Nonwords Pronunciation Classification in Language Development Tests for
Preschool Children
- URL: http://arxiv.org/abs/2206.08058v2
- Date: Fri, 17 Jun 2022 07:08:27 GMT
- Title: Nonwords Pronunciation Classification in Language Development Tests for
Preschool Children
- Authors: Ilja Baumann, Dominik Wagner, Sebastian Bayerl, Tobias Bocklet
- Abstract summary: This work aims to automatically evaluate whether the language development of children is age-appropriate.
In this work, the task is to determine whether spoken nonwords have been uttered correctly.
We compare different approaches that are motivated to model specific language structures.

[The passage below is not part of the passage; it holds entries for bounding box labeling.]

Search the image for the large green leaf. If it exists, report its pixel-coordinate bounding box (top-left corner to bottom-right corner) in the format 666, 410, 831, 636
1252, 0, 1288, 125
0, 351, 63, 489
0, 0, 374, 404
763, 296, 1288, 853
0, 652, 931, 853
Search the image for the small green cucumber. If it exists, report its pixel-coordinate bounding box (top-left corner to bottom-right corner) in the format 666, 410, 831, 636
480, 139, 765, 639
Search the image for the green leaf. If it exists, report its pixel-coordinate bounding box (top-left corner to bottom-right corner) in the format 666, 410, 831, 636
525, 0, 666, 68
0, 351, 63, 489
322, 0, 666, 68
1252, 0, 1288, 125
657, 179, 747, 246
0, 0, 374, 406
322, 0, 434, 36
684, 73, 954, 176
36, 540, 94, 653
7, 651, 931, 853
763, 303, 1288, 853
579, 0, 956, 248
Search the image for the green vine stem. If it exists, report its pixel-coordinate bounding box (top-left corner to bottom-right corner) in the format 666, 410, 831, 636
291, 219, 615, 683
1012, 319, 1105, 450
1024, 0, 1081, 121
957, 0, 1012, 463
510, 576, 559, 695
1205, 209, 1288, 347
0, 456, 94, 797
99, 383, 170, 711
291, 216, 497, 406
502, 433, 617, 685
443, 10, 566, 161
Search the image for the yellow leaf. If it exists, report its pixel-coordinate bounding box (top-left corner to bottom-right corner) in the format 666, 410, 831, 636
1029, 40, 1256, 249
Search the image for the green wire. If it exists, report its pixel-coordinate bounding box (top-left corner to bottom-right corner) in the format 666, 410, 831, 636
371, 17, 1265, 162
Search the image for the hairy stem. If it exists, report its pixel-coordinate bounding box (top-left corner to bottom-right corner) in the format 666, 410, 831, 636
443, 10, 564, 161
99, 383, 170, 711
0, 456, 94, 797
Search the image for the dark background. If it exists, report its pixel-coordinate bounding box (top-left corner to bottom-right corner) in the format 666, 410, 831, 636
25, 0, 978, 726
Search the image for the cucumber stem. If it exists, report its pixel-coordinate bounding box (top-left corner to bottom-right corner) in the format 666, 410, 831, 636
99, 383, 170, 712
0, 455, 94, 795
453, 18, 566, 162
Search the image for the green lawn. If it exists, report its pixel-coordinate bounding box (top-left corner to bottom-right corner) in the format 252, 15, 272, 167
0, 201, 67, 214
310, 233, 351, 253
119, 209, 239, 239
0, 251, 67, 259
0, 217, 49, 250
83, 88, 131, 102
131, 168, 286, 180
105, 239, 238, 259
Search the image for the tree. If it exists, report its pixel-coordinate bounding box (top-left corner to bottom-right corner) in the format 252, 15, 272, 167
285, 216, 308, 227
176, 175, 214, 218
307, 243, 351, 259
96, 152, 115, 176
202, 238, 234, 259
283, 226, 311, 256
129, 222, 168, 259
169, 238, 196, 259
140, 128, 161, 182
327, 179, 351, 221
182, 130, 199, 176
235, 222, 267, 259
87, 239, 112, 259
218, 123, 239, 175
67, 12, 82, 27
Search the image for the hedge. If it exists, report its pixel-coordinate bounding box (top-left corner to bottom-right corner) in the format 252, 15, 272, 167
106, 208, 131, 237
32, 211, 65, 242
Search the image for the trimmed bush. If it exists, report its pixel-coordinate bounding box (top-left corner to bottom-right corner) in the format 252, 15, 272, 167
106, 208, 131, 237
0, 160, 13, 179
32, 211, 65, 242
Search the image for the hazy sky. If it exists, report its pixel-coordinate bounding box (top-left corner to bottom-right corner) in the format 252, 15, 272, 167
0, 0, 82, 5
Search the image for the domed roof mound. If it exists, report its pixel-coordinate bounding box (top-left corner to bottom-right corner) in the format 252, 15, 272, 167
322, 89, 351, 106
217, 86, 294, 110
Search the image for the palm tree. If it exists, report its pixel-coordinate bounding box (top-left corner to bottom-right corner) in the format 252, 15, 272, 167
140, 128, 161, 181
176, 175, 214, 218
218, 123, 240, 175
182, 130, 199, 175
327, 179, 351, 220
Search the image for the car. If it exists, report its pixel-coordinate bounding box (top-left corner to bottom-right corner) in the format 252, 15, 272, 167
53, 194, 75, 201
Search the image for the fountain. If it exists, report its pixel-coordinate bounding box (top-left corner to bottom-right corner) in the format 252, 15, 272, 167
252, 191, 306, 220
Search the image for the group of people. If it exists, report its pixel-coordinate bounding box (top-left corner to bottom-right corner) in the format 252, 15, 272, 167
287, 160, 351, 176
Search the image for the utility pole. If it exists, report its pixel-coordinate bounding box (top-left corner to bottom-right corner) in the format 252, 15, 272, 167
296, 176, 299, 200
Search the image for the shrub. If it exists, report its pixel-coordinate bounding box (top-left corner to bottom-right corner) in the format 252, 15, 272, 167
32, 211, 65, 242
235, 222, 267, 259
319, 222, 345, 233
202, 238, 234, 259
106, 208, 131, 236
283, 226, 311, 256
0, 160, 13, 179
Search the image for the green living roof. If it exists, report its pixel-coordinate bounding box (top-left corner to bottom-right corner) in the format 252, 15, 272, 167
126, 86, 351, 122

- Score: 7.224391516694955
- License: http://arxiv.org/licenses/nonexclusive-distrib/1.0/
- Abstract: This work aims to automatically evaluate whether the language development of
children is age-appropriate. Validated speech and language tests are used for
this purpose to test the auditory memory. In this work, the task is to
determine whether spoken nonwords have been uttered correctly. We compare
different approaches that are motivated to model specific language structures:
Low-level features (FFT), speaker embeddings (ECAPA-TDNN), grapheme-motivated
embeddings (wav2vec 2.0), and phonetic embeddings in form of senones (ASR
acoustic model). Each of the approaches provides input for VGG-like 5-layer CNN
classifiers. We also examine the adaptation per nonword. The evaluation of the
proposed systems was performed using recordings from different kindergartens of
spoken nonwords. ECAPA-TDNN and low-level FFT features do not explicitly model
phonetic information; wav2vec2.0 is trained on grapheme labels, our ASR
acoustic model features contain (sub-)phonetic information. We found that the
more granular the phonetic modeling is, the higher are the achieved recognition
rates. The best system trained on ASR acoustic model features with VTLN
achieved an accuracy of 89.4% and an area under the ROC (Receiver Operating
Characteristic) curve (AUC) of 0.923. This corresponds to an improvement in
accuracy of 20.2% and AUC of 0.309 relative compared to the FFT-baseline.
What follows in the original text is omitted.